Children need to eat frequently -- 3 meals and 2 snacks a day are recommended. Women need to eat more frequently than men. (Please forgive me, this is a generalization. Yet from what the commenters so far have said, it holds true even among them.) Pregnant women and babies may need to eat as often as every two hours, depending on what they eat and if they are having a growth spurt. Because women who give birth have just experienced what it is like to be ravenously hungry much more frequently than our culture usually considers normal, they are more likely to feed their babies and children all the many times they are hungry. Several of my close male relatives have ended up caring for their young children without the help of a woman. It has taken about a year for each of them to realize how important it is to consistently offer food to their children 5 or more times a day, even when the menfolk themselves were not hungry.

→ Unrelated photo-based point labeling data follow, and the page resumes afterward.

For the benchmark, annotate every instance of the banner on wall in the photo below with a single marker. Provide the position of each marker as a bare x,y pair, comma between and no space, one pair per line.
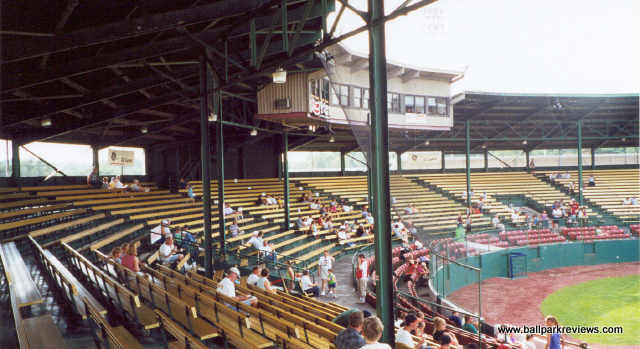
120,157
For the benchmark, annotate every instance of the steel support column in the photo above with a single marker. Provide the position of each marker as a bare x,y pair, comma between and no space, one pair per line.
205,163
217,109
380,167
486,160
580,184
467,129
285,172
15,161
95,161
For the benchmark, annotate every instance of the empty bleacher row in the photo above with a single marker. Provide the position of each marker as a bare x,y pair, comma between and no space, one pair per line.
435,213
498,185
612,187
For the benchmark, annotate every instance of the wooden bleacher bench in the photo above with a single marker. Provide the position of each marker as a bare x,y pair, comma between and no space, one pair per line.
293,330
70,238
23,203
115,337
41,332
119,296
182,338
42,219
72,289
108,201
114,237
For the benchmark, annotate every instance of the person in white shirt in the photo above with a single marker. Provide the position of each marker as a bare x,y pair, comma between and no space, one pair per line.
168,252
403,335
372,331
256,241
362,277
370,219
307,285
227,287
254,276
117,184
160,232
324,264
263,282
228,210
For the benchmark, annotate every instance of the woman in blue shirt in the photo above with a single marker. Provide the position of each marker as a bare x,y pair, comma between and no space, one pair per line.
554,341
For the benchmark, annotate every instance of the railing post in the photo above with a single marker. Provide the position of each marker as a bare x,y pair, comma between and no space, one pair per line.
379,155
205,158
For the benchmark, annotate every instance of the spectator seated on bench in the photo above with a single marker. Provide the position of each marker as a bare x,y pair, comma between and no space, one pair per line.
227,287
169,252
160,232
93,179
307,285
258,244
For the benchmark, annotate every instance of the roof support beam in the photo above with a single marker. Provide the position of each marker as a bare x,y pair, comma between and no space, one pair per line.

I use neither caffeine nor nicotine but rarely feel hunger. I don’t usually eat until I’ve been up for at least 2 hours then continue with my day until I’m feeling lightheaded and difficult to concentrate then I think about it and realize that it’s been about 8 hours since my last meal. Then I’ll snack on some fruit or veggies and follow it up several hours later with some meat.
I’m also not much of a cook since I by the time I realize I am hungry it’s too late to spend a lot of time preparing something decent. My sister has suggested making batches of stew or something and freezing portions for later, but my ADHD finds doing extensive food prep the least interesting of the many things I could be doing.

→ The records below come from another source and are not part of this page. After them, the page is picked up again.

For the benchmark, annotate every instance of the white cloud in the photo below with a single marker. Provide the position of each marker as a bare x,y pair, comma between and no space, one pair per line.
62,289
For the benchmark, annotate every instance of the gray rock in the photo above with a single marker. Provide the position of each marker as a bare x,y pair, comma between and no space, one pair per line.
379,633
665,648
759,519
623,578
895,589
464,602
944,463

The appetite suppressive effect of nicotine is something that one must consider when reading research about effects of measures of body fatness (whether BMI, waist circumference, waist to height ratio, waist to hip ratio, or any other) on longevity. Whenever you see a paper saying ‘actually heavy people live longer than normal-weight people’ check how they dealt with smokers in their dataset. Because if they just grouped them in with all others, then the lower-weight group in their data is going to be enriched for smokers, and that would be an obvious reason for that group to not live as long as a group of heavier people with lower smoking rates. I would need to find the paper again, but I remember one that did the analysis separately for all people in their sample, and then for just the never-smokers. The higher mortality among people with BMI between 20 and 22.5 disappeared in the analysis of never-smokers.